Yew, while poisonous to many animals, don’t seem to worry birds, and even ivy (particularly late on in the year) and holly have been known to make a meal.

But this... this is a bit of a one-off. Its leaves are vaguely maple-like, and early in the year it produces pretty snowball-shaped, white flowers.

In autumn, however, it’s the turn of waxy, red berries.

And for some strange reason, most birds don’t seem to like them very much, so the fruits tend to remain on the shrub throughout most of the winter.

This is Viburnum opulus ‘Sterile’, seen occasionally in gardens, usually as part of a mixed hedge. Once it was a lot more common, grown for those flowers and berries.

It doesn’t mind moist, moderately alkaline soils, and it will tolerate most soil types, so it became a bit of a fall-back for sites where a lot of shrubs fail to flourish. But give it a well-cultivated soil rich in humus, and it will put on a first-rate show before it finally sheds its leaves.

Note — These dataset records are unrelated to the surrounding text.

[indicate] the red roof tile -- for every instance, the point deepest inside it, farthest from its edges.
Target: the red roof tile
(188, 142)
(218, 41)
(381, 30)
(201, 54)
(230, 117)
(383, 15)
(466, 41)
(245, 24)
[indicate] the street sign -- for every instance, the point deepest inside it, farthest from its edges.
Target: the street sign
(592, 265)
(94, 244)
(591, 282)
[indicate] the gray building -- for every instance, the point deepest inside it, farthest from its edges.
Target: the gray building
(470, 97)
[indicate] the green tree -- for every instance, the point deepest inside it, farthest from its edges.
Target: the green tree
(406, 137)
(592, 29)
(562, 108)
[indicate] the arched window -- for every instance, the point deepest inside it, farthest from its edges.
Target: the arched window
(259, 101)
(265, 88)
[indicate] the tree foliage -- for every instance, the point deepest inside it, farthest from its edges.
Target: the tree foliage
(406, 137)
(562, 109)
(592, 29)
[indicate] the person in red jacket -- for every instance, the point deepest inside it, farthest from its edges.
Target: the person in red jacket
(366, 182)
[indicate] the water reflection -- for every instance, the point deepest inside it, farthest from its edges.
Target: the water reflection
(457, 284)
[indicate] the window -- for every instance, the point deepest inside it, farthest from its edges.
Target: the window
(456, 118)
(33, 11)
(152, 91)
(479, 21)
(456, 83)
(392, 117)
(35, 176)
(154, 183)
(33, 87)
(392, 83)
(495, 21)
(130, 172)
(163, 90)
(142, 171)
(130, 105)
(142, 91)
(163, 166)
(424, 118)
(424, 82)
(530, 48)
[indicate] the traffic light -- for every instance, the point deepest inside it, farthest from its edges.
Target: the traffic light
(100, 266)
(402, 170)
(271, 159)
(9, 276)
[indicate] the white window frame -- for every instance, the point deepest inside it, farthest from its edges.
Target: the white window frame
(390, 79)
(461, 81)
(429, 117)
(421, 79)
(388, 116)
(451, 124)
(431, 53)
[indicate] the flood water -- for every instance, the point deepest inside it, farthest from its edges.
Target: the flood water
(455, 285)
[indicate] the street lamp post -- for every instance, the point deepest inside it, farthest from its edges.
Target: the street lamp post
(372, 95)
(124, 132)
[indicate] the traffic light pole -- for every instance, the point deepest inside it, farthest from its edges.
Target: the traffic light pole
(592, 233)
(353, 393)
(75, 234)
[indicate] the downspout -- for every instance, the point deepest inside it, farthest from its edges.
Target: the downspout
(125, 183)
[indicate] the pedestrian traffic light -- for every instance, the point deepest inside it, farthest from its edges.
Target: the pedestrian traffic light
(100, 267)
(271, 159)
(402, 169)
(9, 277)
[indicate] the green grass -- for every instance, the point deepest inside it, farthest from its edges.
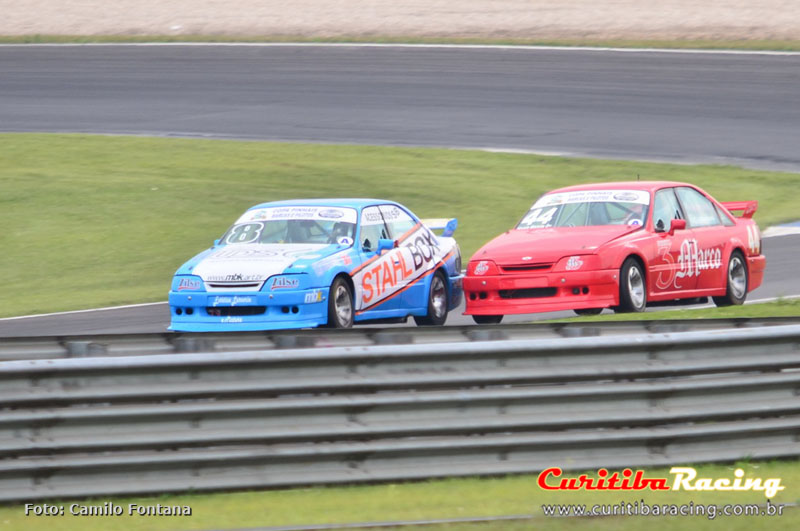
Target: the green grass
(707, 44)
(439, 499)
(93, 221)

The acidic fruit is edible in small quantities, but it can be used to make jelly. It is, however, mildly toxic – so perhaps that’s why birds leave it alone unless there is absolutely nothing else on the dining table.

Viburnum opulus has a multitude of names, including Water Elder, European Cranberrybush, Cramp Bark (for its medicinal qualities), Snowball Tree and Guelder Rose. The latter appears to have originated because a popular cultivar originated in the Dutch province of Gelderland.

It can get a bit twiggy, and if left unpruned will spread to become a healthy 10 foot tall and equally as wide, and it can throw out more growth via lengthy underground roots, so it pays to keep it in shape by cutting it back after it’s flowered. Then, of course, you forfeit the berries for that year – although the birds probably won’t mind.